Information Systems and Services

Organisation overview
- Formed: 1 April 2007
- Preceding Organisation: Defence Communication Services Agency;
- Dissolved: 2019
- Superseding Organisation: Defence Digital;
- Jurisdiction: Government of the United Kingdom
- Headquarters: MOD Corsham, Wiltshire
- Parent department: Ministry of Defence
- Parent Organisation: Strategic Command

= Information Systems & Services =

Defence agency in the United Kingdom

Information Systems & Services (ISS) was a cluster within Strategic Command Top Level Budget of the United Kingdom Ministry of Defence.
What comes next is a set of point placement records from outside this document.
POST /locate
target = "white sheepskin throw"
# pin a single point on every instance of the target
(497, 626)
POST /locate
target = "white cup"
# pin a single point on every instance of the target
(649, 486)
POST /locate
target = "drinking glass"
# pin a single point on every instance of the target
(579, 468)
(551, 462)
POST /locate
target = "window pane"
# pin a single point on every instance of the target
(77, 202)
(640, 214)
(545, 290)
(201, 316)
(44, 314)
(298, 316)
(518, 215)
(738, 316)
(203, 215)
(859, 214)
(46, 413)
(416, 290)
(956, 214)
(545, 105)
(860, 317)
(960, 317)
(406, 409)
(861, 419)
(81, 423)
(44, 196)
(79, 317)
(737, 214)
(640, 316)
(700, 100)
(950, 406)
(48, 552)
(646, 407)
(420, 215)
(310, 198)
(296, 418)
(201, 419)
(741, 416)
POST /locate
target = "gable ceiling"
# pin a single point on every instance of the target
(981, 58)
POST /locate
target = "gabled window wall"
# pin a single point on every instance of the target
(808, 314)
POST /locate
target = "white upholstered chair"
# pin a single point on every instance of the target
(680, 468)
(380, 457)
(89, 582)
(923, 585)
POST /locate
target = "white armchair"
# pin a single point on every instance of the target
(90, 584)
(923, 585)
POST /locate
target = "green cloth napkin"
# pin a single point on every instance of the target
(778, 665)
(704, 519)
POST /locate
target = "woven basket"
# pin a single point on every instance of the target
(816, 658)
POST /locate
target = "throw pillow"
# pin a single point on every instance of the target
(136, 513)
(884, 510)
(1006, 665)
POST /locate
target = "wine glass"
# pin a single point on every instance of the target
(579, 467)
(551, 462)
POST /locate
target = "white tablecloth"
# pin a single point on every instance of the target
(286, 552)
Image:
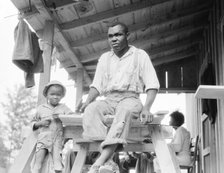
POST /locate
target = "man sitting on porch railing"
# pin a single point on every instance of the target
(121, 75)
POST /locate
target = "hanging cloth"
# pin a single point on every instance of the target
(27, 54)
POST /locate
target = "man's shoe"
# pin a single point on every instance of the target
(109, 167)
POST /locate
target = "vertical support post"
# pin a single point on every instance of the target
(79, 85)
(48, 37)
(168, 164)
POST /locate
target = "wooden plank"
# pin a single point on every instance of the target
(48, 36)
(110, 14)
(174, 57)
(80, 159)
(79, 86)
(210, 92)
(47, 15)
(168, 164)
(135, 27)
(23, 159)
(134, 147)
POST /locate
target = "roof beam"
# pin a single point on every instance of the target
(141, 43)
(47, 15)
(161, 60)
(176, 45)
(173, 17)
(174, 57)
(111, 13)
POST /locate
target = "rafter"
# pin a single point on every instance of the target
(47, 15)
(174, 57)
(175, 45)
(163, 20)
(141, 43)
(110, 14)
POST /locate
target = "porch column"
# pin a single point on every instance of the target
(47, 47)
(79, 85)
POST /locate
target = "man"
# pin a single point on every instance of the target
(121, 75)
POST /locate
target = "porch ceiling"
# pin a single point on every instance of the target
(169, 30)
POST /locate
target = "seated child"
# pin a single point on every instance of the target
(180, 144)
(50, 129)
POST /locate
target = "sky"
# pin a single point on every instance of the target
(11, 75)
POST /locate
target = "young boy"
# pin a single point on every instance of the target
(50, 129)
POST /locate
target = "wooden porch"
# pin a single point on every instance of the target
(181, 36)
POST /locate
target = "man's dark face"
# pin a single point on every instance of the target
(117, 38)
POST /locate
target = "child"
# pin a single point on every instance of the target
(50, 129)
(180, 143)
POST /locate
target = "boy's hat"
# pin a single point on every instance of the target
(54, 82)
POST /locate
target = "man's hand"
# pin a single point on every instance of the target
(81, 106)
(146, 116)
(44, 123)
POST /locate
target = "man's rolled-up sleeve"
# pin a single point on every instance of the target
(149, 76)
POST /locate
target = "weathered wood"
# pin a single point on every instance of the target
(23, 159)
(168, 164)
(135, 27)
(80, 159)
(210, 92)
(79, 85)
(147, 41)
(174, 57)
(110, 14)
(61, 38)
(48, 37)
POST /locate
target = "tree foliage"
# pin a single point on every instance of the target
(19, 107)
(4, 151)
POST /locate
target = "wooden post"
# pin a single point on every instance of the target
(79, 85)
(48, 37)
(166, 157)
(23, 160)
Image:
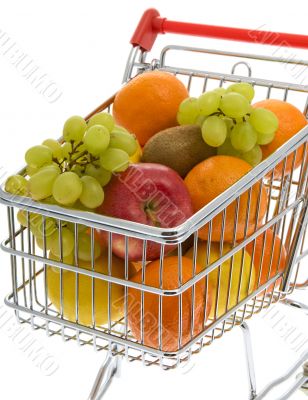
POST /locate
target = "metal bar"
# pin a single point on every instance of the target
(249, 361)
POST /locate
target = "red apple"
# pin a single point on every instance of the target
(150, 194)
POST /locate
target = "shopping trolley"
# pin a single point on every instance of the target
(286, 215)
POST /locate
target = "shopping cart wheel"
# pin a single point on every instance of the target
(106, 373)
(301, 381)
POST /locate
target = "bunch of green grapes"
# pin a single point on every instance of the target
(60, 241)
(74, 172)
(229, 122)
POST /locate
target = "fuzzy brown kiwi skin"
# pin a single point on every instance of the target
(180, 148)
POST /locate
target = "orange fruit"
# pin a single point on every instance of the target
(149, 103)
(170, 305)
(274, 259)
(212, 177)
(291, 121)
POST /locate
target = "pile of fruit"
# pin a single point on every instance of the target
(161, 157)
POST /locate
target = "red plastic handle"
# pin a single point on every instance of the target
(151, 24)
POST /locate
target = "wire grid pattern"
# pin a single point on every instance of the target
(285, 215)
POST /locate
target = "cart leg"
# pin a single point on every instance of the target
(250, 362)
(104, 377)
(296, 304)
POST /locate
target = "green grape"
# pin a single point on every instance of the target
(22, 217)
(104, 119)
(55, 147)
(199, 120)
(31, 170)
(253, 156)
(264, 121)
(100, 174)
(96, 139)
(67, 188)
(17, 184)
(124, 141)
(78, 169)
(40, 184)
(92, 195)
(226, 149)
(243, 88)
(80, 227)
(84, 248)
(67, 148)
(188, 111)
(229, 123)
(67, 243)
(208, 102)
(214, 131)
(220, 91)
(243, 137)
(39, 155)
(234, 105)
(74, 129)
(114, 160)
(265, 138)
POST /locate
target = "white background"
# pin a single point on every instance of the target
(83, 46)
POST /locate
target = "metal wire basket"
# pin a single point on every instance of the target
(286, 215)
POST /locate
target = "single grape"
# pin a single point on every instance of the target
(103, 119)
(92, 195)
(96, 139)
(67, 243)
(226, 149)
(188, 111)
(67, 188)
(229, 123)
(74, 129)
(220, 91)
(22, 217)
(39, 155)
(124, 141)
(85, 246)
(234, 105)
(243, 88)
(265, 138)
(40, 184)
(31, 170)
(99, 173)
(114, 160)
(253, 156)
(264, 121)
(208, 102)
(243, 137)
(67, 148)
(199, 120)
(78, 169)
(214, 131)
(55, 147)
(17, 184)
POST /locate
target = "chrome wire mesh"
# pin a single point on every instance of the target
(285, 214)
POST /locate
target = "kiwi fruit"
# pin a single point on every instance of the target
(180, 148)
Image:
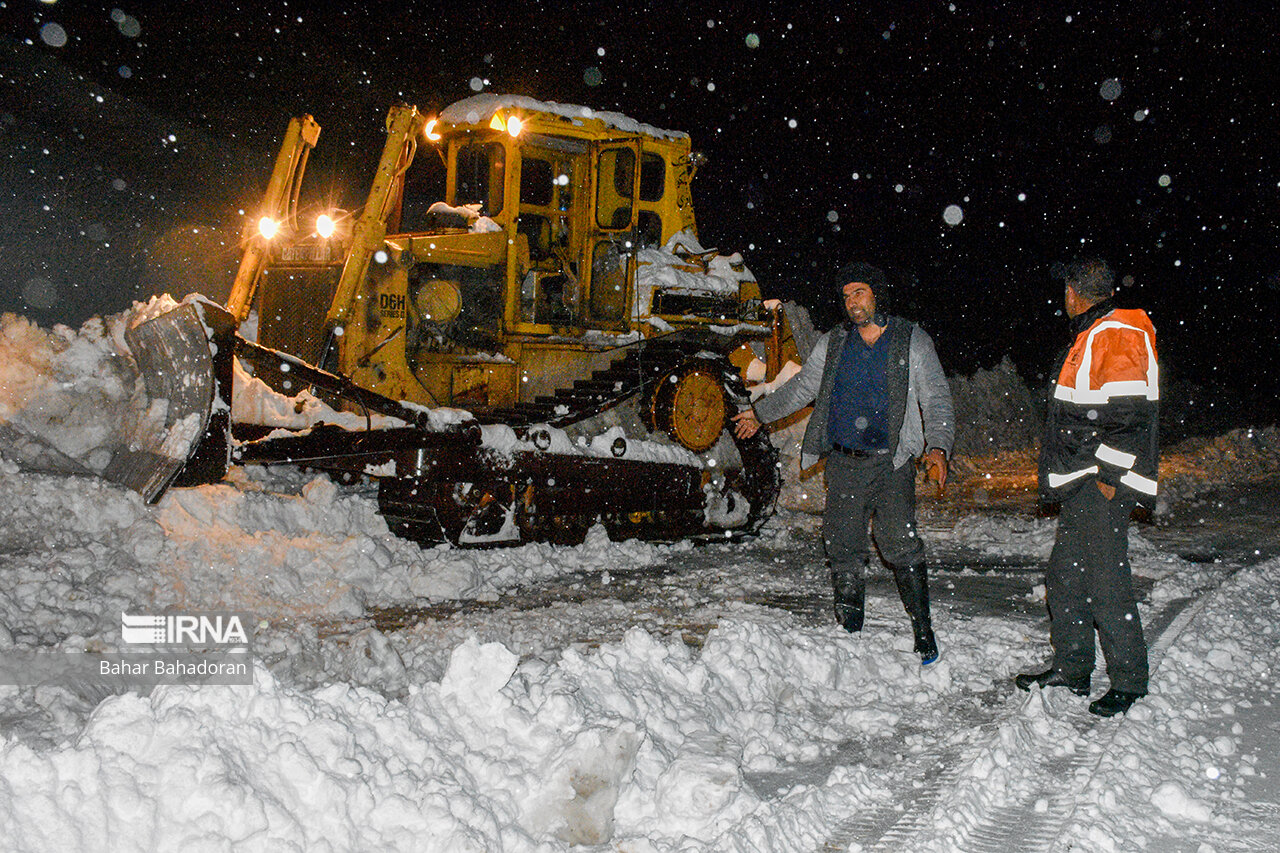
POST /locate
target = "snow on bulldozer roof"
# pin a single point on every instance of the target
(480, 108)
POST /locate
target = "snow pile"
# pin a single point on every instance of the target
(641, 742)
(995, 411)
(1201, 464)
(68, 398)
(1211, 712)
(259, 542)
(682, 267)
(480, 108)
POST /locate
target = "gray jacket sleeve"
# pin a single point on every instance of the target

ISS was replaced by Defence Digital in 2019.

== History ==
ISS was created from the former Defence Communication Services Agency (DCSA) on 1 April 2007.
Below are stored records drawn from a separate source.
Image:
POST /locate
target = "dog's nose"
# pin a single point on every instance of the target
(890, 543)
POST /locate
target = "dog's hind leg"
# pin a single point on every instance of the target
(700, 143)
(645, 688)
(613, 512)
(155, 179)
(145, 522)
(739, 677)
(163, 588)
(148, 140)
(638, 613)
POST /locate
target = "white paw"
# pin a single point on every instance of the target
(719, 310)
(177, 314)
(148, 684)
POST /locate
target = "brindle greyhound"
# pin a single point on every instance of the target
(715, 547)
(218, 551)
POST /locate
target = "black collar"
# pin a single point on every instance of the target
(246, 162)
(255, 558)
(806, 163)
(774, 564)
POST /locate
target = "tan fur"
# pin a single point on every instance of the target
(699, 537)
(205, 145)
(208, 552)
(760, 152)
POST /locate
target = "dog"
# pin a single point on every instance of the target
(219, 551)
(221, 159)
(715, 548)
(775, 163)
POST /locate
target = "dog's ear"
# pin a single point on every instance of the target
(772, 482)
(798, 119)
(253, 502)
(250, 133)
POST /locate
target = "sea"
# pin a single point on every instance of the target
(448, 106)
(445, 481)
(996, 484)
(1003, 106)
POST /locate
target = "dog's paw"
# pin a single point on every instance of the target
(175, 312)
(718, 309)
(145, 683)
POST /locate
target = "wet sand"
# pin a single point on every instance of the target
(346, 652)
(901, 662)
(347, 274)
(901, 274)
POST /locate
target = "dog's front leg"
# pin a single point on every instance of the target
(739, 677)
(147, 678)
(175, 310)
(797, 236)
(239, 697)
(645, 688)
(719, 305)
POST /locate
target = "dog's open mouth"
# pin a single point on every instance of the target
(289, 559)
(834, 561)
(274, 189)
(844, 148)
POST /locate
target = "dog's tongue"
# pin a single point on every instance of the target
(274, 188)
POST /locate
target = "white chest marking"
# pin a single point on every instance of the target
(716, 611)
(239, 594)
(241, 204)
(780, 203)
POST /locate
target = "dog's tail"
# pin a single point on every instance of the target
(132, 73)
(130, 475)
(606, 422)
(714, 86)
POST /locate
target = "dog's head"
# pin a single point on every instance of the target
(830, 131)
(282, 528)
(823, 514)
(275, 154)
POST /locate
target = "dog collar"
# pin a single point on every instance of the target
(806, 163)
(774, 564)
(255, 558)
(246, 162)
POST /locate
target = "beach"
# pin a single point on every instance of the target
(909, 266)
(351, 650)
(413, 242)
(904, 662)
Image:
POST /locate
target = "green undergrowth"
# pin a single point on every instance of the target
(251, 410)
The organisation was spread across a number of sites, but in 2010 a £690 million programme was announced to unite ISS at MoD Corsham, Wiltshire in a modern office complex with 1,874 workspaces.
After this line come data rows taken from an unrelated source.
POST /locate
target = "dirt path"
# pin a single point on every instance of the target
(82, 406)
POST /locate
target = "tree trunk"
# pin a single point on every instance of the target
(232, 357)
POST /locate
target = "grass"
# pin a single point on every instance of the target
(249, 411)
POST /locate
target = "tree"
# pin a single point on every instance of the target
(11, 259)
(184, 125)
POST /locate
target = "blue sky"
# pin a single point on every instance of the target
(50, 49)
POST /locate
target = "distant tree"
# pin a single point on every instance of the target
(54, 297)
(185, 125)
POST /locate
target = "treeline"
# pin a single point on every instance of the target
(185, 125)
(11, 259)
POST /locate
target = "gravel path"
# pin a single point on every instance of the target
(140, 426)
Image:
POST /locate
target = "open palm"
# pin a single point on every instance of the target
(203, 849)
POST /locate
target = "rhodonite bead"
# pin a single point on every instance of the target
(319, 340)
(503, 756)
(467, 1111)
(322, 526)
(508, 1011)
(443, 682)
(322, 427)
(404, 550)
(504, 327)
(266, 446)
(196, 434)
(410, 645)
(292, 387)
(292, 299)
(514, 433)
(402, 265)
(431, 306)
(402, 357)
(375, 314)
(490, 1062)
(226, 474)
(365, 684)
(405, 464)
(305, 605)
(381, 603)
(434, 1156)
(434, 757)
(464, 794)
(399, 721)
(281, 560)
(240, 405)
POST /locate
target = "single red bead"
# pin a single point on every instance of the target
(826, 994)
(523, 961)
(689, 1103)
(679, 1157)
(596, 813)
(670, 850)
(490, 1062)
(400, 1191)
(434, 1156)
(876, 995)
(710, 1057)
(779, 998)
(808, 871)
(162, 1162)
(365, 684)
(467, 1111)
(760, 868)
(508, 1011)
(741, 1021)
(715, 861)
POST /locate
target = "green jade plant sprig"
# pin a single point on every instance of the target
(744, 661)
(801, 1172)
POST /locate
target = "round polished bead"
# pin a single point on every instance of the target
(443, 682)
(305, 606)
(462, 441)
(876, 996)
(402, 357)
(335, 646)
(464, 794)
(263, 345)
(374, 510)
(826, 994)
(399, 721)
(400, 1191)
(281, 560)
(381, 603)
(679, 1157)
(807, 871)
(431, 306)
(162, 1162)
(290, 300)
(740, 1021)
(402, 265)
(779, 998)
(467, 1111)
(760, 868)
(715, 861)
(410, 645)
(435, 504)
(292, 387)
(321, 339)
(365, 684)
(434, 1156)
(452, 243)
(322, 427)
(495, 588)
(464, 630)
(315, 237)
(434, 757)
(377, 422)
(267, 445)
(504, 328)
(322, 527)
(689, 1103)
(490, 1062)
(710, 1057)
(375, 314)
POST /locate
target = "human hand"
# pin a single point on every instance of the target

In 2019 ISS and a number of organisations were brought together as Defence Digital, with an annual budget of over £2 billion and about 2,400 staff including military, civil servants and contractors, led by Ministry of Defence chief information officer Charles Forte.

==Role==
Information Systems & Services provided the procurement and support functions for integrated information and communication services across the Armed Forces, the Ministry of Defence and to overseas bases, operations and ships.